Peter Lim, que en su día fue para el valencianista una elección entre susto o muerte, es el máximo accionista del club. El tipo se gastó en su día una leña para salvar un club moribundo y pese a quien pese, tiene la potestad de intervenir, decidir, cambiar, poner o quitar a su antojo en el Valencia CF, apoyado por los códigos no escritos de una vieja ley universal: quien paga, manda. Lim pagó para mandar y tiene la última palabra en todo. Así que después de tomar las peores decisiones que un propietario puede tomar, decidió delegar en gente competente para que el proyecto viese la luz al final del túnel. Dicho y hecho, la cosa funcionó, Mateu gestionó, Marcelino lideró y el equipo ganó. Reflotado el Titanic y toda vez que el valencianismo festejó su Centenario con un título, el dueño volvió a caer en la tentación. Harto de que el protagonismo se lo llevasen otros, rodeado de una cohorte de intemediarios que le dicen todo aquello que sus oídos quieren escuchar y consciente de que el negocio es el negocio, Lim aplicó su criterio.
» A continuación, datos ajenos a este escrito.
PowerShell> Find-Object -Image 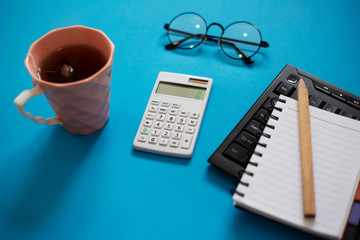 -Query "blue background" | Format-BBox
[0,0,360,239]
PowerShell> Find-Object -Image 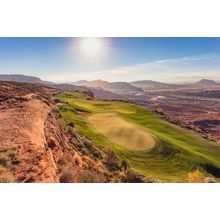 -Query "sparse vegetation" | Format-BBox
[57,91,220,182]
[0,166,15,183]
[79,170,105,183]
[187,169,205,183]
[104,150,119,171]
Intervino, gestionó, dio instrucciones y siendo incluso consciente de que sus decisiones podían ser impopulares, pisó el acelerador. Su mensaje es nítido. El negocio es el negocio. Y si tiene que aplicar una política de puerta giratoria para mover jugadores, lo hará. Beneficie o perjudique los intereses deportivos del equipo, porque es su negocio y lo dirige él. Y ahí es donde emerge la figura de su agente de cabecera, Jorge Mendes. El superagente, conseguidor y sumo hacedor de milagros de un imperio bestial cuyos tentáculos no paran de crecer. Recostado en Mendes, Lim ha optado por dejar claro qué compañeros de viaje necesita y cuales son secundarios.
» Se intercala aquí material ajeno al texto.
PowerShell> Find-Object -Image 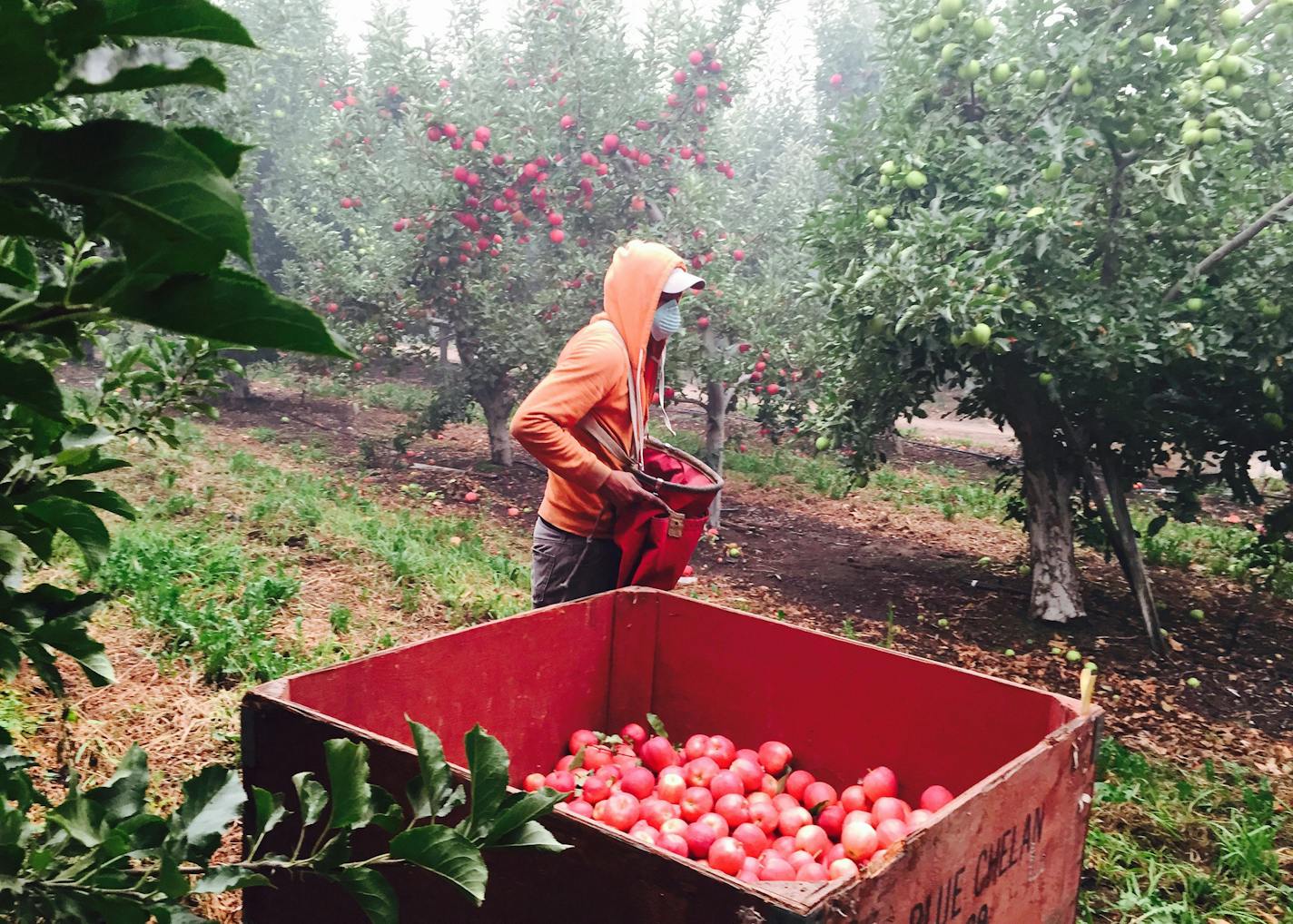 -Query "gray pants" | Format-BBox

De puertas hacia dentro, el mensaje hacia los que eran sus ejecutivos de confianza ha sido rotundo. A Mateu, un aviso para navegantes. O conmigo, o contra mí. A Marcelino, otro toque de atención. Mi club, mis reglas. Si hay que vender a Rodrigo venderá cómo y cuándo le de la gana; si hay que vender a más jugadores lo hará en el tiempo y forma que considere; si hay que bloquear fichajes que le sugieran otros empleados lo hará aunque haya prometido lo contrario; y si hay que traer algún jugador que cuadre con el enfoque del negocio de su socio-colaborador-amigo, tendrá vía libre. La ruptura del consenso es total. Las intenciones contrarias a las instrucciones de Singapur se interpretan como un pulso, el discurso que no cuadre con la idea de negocio se interpreta como un desaire y lo que ya es una fractura ideológica corre serio riesgo de acabar siendo una ruptura contractual.
No se trata de demonizar a Peter Lim, ni de criminalizarlo, ni siquiera de que parte de la afición tenga cuello para girarse contra él. Simplemente, se trata de constatar una realidad. La naturaleza de un magnate que se compra un paquete de acciones de un club de fútbol pasa por hacer negocio, no por contentar a los aficionados, ni por hacer un equipo ganador. Lim ha decidido encargarse personalmente de cómo llevar su negocio y el resto de empleados que trabajan para él, presidente, director general, entrenador, capitanes o jugadores, son la parte más débil de una estructura piramidal donde el propietario desaprueba toda planificación que no dependa de él. Ya lo cantaba Serrat: "Bien me quieres, bien te quiero...pero no me toques el dinero".